Sue Kerber first began making hemp-based lotions for her son Zak–now a partner in RAD Soap along with his brother Max–when Zak was a young child. He suffered from eczema and Sue could not find anything else to soothe his skin. Years later, when her family was going through a financial crisis, she decided to turn her avocation into a business and began making natural soaps to sell at farmers’ markets. The products were so popular that a buyer from Whole Foods noticed the crowd in front of the company’s booth at the Troy Farmers’ Market and had to check it out. RAD Soap products are now available at 28 Whole Food locations. This relationship forced the company out of the family’s Cohoes basement and garage and into a 4,000 square-foot building in Albany.
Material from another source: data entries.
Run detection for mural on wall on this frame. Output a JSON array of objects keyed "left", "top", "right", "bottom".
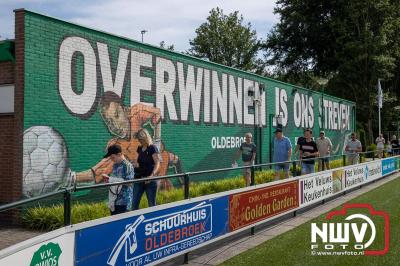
[
  {"left": 22, "top": 92, "right": 183, "bottom": 197},
  {"left": 21, "top": 11, "right": 356, "bottom": 197},
  {"left": 23, "top": 126, "right": 72, "bottom": 197},
  {"left": 74, "top": 91, "right": 183, "bottom": 190}
]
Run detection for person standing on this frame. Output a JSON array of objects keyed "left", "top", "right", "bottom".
[
  {"left": 375, "top": 134, "right": 385, "bottom": 159},
  {"left": 345, "top": 133, "right": 362, "bottom": 165},
  {"left": 102, "top": 144, "right": 134, "bottom": 215},
  {"left": 294, "top": 130, "right": 306, "bottom": 158},
  {"left": 391, "top": 135, "right": 399, "bottom": 155},
  {"left": 316, "top": 131, "right": 333, "bottom": 171},
  {"left": 273, "top": 128, "right": 292, "bottom": 180},
  {"left": 233, "top": 133, "right": 256, "bottom": 186},
  {"left": 132, "top": 129, "right": 161, "bottom": 210},
  {"left": 299, "top": 128, "right": 319, "bottom": 175}
]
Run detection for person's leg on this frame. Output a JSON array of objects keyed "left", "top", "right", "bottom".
[
  {"left": 325, "top": 159, "right": 330, "bottom": 170},
  {"left": 111, "top": 205, "right": 127, "bottom": 215},
  {"left": 132, "top": 183, "right": 145, "bottom": 210},
  {"left": 145, "top": 181, "right": 158, "bottom": 207},
  {"left": 274, "top": 165, "right": 281, "bottom": 181},
  {"left": 284, "top": 163, "right": 290, "bottom": 178},
  {"left": 347, "top": 156, "right": 353, "bottom": 165},
  {"left": 350, "top": 155, "right": 358, "bottom": 165},
  {"left": 243, "top": 162, "right": 251, "bottom": 186},
  {"left": 309, "top": 163, "right": 315, "bottom": 174},
  {"left": 245, "top": 170, "right": 251, "bottom": 186},
  {"left": 301, "top": 163, "right": 307, "bottom": 175}
]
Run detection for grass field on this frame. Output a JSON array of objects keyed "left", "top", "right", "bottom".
[{"left": 221, "top": 175, "right": 400, "bottom": 266}]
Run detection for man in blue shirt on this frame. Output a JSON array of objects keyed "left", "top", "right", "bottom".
[{"left": 273, "top": 128, "right": 292, "bottom": 180}]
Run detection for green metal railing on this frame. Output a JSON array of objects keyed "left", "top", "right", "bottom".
[{"left": 1, "top": 148, "right": 399, "bottom": 227}]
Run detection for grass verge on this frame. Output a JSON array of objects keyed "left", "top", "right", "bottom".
[{"left": 221, "top": 174, "right": 400, "bottom": 266}]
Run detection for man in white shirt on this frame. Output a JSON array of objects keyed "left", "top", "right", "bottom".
[
  {"left": 375, "top": 134, "right": 385, "bottom": 159},
  {"left": 345, "top": 133, "right": 362, "bottom": 165},
  {"left": 316, "top": 131, "right": 332, "bottom": 171}
]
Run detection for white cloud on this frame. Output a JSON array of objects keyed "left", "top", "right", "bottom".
[{"left": 0, "top": 0, "right": 278, "bottom": 51}]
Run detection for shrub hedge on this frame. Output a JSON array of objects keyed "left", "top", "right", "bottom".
[{"left": 22, "top": 159, "right": 344, "bottom": 230}]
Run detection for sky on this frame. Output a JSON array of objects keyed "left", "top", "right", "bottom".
[{"left": 0, "top": 0, "right": 279, "bottom": 52}]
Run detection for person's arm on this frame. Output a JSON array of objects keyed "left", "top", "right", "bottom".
[
  {"left": 287, "top": 140, "right": 293, "bottom": 161},
  {"left": 251, "top": 149, "right": 256, "bottom": 163},
  {"left": 328, "top": 139, "right": 333, "bottom": 154},
  {"left": 345, "top": 141, "right": 350, "bottom": 152},
  {"left": 150, "top": 151, "right": 161, "bottom": 178},
  {"left": 294, "top": 144, "right": 300, "bottom": 155},
  {"left": 76, "top": 157, "right": 113, "bottom": 183},
  {"left": 311, "top": 143, "right": 319, "bottom": 157},
  {"left": 356, "top": 142, "right": 362, "bottom": 152}
]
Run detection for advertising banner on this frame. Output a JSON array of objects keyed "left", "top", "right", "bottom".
[
  {"left": 344, "top": 164, "right": 365, "bottom": 189},
  {"left": 0, "top": 232, "right": 75, "bottom": 266},
  {"left": 382, "top": 158, "right": 396, "bottom": 176},
  {"left": 300, "top": 172, "right": 335, "bottom": 207},
  {"left": 365, "top": 161, "right": 382, "bottom": 181},
  {"left": 75, "top": 196, "right": 228, "bottom": 266},
  {"left": 229, "top": 181, "right": 299, "bottom": 231}
]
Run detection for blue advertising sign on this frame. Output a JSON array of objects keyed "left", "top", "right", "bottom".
[
  {"left": 75, "top": 196, "right": 228, "bottom": 266},
  {"left": 382, "top": 158, "right": 396, "bottom": 176}
]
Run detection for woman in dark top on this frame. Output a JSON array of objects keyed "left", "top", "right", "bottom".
[{"left": 132, "top": 129, "right": 160, "bottom": 210}]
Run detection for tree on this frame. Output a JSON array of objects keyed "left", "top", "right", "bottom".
[
  {"left": 188, "top": 8, "right": 261, "bottom": 72},
  {"left": 264, "top": 0, "right": 400, "bottom": 144},
  {"left": 159, "top": 41, "right": 174, "bottom": 51}
]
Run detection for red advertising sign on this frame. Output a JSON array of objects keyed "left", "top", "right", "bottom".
[{"left": 229, "top": 181, "right": 299, "bottom": 231}]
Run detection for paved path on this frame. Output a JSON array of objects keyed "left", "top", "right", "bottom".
[
  {"left": 0, "top": 227, "right": 41, "bottom": 250},
  {"left": 164, "top": 172, "right": 400, "bottom": 266}
]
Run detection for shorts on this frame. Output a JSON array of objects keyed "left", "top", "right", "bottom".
[
  {"left": 243, "top": 161, "right": 252, "bottom": 175},
  {"left": 274, "top": 163, "right": 290, "bottom": 172},
  {"left": 318, "top": 157, "right": 329, "bottom": 163}
]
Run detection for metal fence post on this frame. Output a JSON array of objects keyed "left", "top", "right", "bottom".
[
  {"left": 292, "top": 161, "right": 297, "bottom": 177},
  {"left": 250, "top": 166, "right": 255, "bottom": 186},
  {"left": 183, "top": 174, "right": 190, "bottom": 264},
  {"left": 184, "top": 174, "right": 190, "bottom": 200},
  {"left": 342, "top": 154, "right": 346, "bottom": 167},
  {"left": 63, "top": 189, "right": 71, "bottom": 226},
  {"left": 250, "top": 166, "right": 255, "bottom": 235}
]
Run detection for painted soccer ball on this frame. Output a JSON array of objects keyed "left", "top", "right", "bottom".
[{"left": 23, "top": 126, "right": 69, "bottom": 197}]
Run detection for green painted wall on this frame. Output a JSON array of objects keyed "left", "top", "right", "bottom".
[{"left": 21, "top": 11, "right": 355, "bottom": 197}]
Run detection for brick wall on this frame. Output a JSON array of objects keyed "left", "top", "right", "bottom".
[
  {"left": 0, "top": 62, "right": 14, "bottom": 84},
  {"left": 0, "top": 61, "right": 16, "bottom": 208},
  {"left": 0, "top": 10, "right": 23, "bottom": 224}
]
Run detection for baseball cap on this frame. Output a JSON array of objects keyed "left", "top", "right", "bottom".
[{"left": 104, "top": 144, "right": 122, "bottom": 158}]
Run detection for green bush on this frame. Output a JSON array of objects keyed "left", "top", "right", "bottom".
[
  {"left": 20, "top": 159, "right": 345, "bottom": 231},
  {"left": 22, "top": 202, "right": 109, "bottom": 231},
  {"left": 366, "top": 144, "right": 377, "bottom": 158}
]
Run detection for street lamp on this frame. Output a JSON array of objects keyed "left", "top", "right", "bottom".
[
  {"left": 248, "top": 84, "right": 265, "bottom": 165},
  {"left": 140, "top": 30, "right": 147, "bottom": 43},
  {"left": 316, "top": 78, "right": 329, "bottom": 130}
]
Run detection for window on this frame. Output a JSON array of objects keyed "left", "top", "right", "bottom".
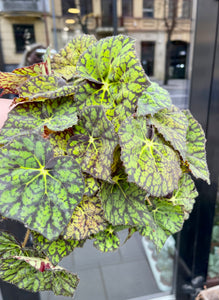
[
  {"left": 143, "top": 0, "right": 154, "bottom": 18},
  {"left": 182, "top": 0, "right": 191, "bottom": 19},
  {"left": 80, "top": 0, "right": 92, "bottom": 16},
  {"left": 168, "top": 0, "right": 174, "bottom": 18},
  {"left": 13, "top": 24, "right": 35, "bottom": 53},
  {"left": 122, "top": 0, "right": 133, "bottom": 17},
  {"left": 101, "top": 0, "right": 113, "bottom": 27},
  {"left": 141, "top": 41, "right": 155, "bottom": 76}
]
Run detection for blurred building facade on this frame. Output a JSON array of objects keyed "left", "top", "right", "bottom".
[{"left": 0, "top": 0, "right": 192, "bottom": 80}]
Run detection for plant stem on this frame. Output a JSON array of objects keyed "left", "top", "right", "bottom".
[
  {"left": 22, "top": 229, "right": 30, "bottom": 248},
  {"left": 145, "top": 196, "right": 152, "bottom": 206}
]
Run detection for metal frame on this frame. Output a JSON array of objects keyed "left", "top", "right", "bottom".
[{"left": 176, "top": 0, "right": 219, "bottom": 299}]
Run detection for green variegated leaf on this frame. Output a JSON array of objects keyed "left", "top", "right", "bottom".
[
  {"left": 0, "top": 134, "right": 84, "bottom": 240},
  {"left": 138, "top": 225, "right": 170, "bottom": 251},
  {"left": 93, "top": 225, "right": 120, "bottom": 252},
  {"left": 137, "top": 82, "right": 172, "bottom": 116},
  {"left": 17, "top": 75, "right": 75, "bottom": 102},
  {"left": 49, "top": 128, "right": 74, "bottom": 157},
  {"left": 165, "top": 174, "right": 198, "bottom": 219},
  {"left": 0, "top": 231, "right": 23, "bottom": 258},
  {"left": 0, "top": 98, "right": 77, "bottom": 144},
  {"left": 0, "top": 72, "right": 28, "bottom": 96},
  {"left": 118, "top": 116, "right": 181, "bottom": 196},
  {"left": 149, "top": 105, "right": 188, "bottom": 159},
  {"left": 149, "top": 199, "right": 184, "bottom": 234},
  {"left": 75, "top": 35, "right": 148, "bottom": 129},
  {"left": 0, "top": 256, "right": 79, "bottom": 297},
  {"left": 100, "top": 179, "right": 152, "bottom": 227},
  {"left": 63, "top": 196, "right": 107, "bottom": 240},
  {"left": 51, "top": 35, "right": 97, "bottom": 80},
  {"left": 67, "top": 106, "right": 118, "bottom": 181},
  {"left": 84, "top": 176, "right": 100, "bottom": 197},
  {"left": 32, "top": 231, "right": 85, "bottom": 265},
  {"left": 183, "top": 110, "right": 210, "bottom": 184}
]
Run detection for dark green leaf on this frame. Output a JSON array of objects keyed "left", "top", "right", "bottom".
[
  {"left": 183, "top": 110, "right": 210, "bottom": 184},
  {"left": 118, "top": 116, "right": 182, "bottom": 196},
  {"left": 63, "top": 196, "right": 107, "bottom": 240},
  {"left": 67, "top": 106, "right": 118, "bottom": 181},
  {"left": 0, "top": 256, "right": 79, "bottom": 297},
  {"left": 0, "top": 134, "right": 84, "bottom": 240},
  {"left": 149, "top": 105, "right": 188, "bottom": 159},
  {"left": 137, "top": 82, "right": 172, "bottom": 116},
  {"left": 0, "top": 231, "right": 22, "bottom": 258},
  {"left": 51, "top": 35, "right": 97, "bottom": 80},
  {"left": 0, "top": 97, "right": 77, "bottom": 144},
  {"left": 32, "top": 231, "right": 84, "bottom": 265}
]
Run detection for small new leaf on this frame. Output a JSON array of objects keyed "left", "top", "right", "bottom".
[{"left": 93, "top": 225, "right": 120, "bottom": 252}]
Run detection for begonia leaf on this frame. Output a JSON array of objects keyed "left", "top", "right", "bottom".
[
  {"left": 137, "top": 82, "right": 172, "bottom": 116},
  {"left": 149, "top": 105, "right": 188, "bottom": 159},
  {"left": 84, "top": 176, "right": 100, "bottom": 197},
  {"left": 100, "top": 179, "right": 152, "bottom": 227},
  {"left": 118, "top": 116, "right": 182, "bottom": 196},
  {"left": 13, "top": 62, "right": 49, "bottom": 77},
  {"left": 183, "top": 110, "right": 210, "bottom": 184},
  {"left": 63, "top": 196, "right": 107, "bottom": 240},
  {"left": 49, "top": 128, "right": 74, "bottom": 157},
  {"left": 93, "top": 225, "right": 120, "bottom": 252},
  {"left": 32, "top": 231, "right": 85, "bottom": 265},
  {"left": 0, "top": 97, "right": 77, "bottom": 144},
  {"left": 0, "top": 134, "right": 84, "bottom": 240},
  {"left": 17, "top": 75, "right": 75, "bottom": 102},
  {"left": 0, "top": 72, "right": 28, "bottom": 96},
  {"left": 164, "top": 173, "right": 198, "bottom": 220},
  {"left": 51, "top": 34, "right": 97, "bottom": 80},
  {"left": 0, "top": 231, "right": 23, "bottom": 258},
  {"left": 0, "top": 256, "right": 79, "bottom": 297},
  {"left": 75, "top": 35, "right": 148, "bottom": 129},
  {"left": 67, "top": 106, "right": 118, "bottom": 181}
]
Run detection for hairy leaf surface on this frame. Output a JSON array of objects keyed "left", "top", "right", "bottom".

Today, RAD occupies a 15,000 square foot building in Menands. It operates a store in Stuyvesant Plaza and sells through more than 200 retailers nationwide. Its products have been featured in national magazines and the company did a promotional tie-in with Universal Studio’s blockbuster Jurassic World.
The main issue RAD has faced is keeping up with the growing demand for its products. Because its soap-making process is different from anyone else’s, scaling was not easy. For a long time, it used about 100 stainless steel “soup pots”, which had to be filled and prepped one by one. The process was slow and laborious, limiting the company to about 1,000 bars of soap a week. The manpower needed to produce each batch made it difficult for the company to invest in expanding its product line.
The company also has been limited in its ability to purchase hemp from New York farmers, since this means shipping the crop to its processor in Colorado–a difficult and expensive proposition.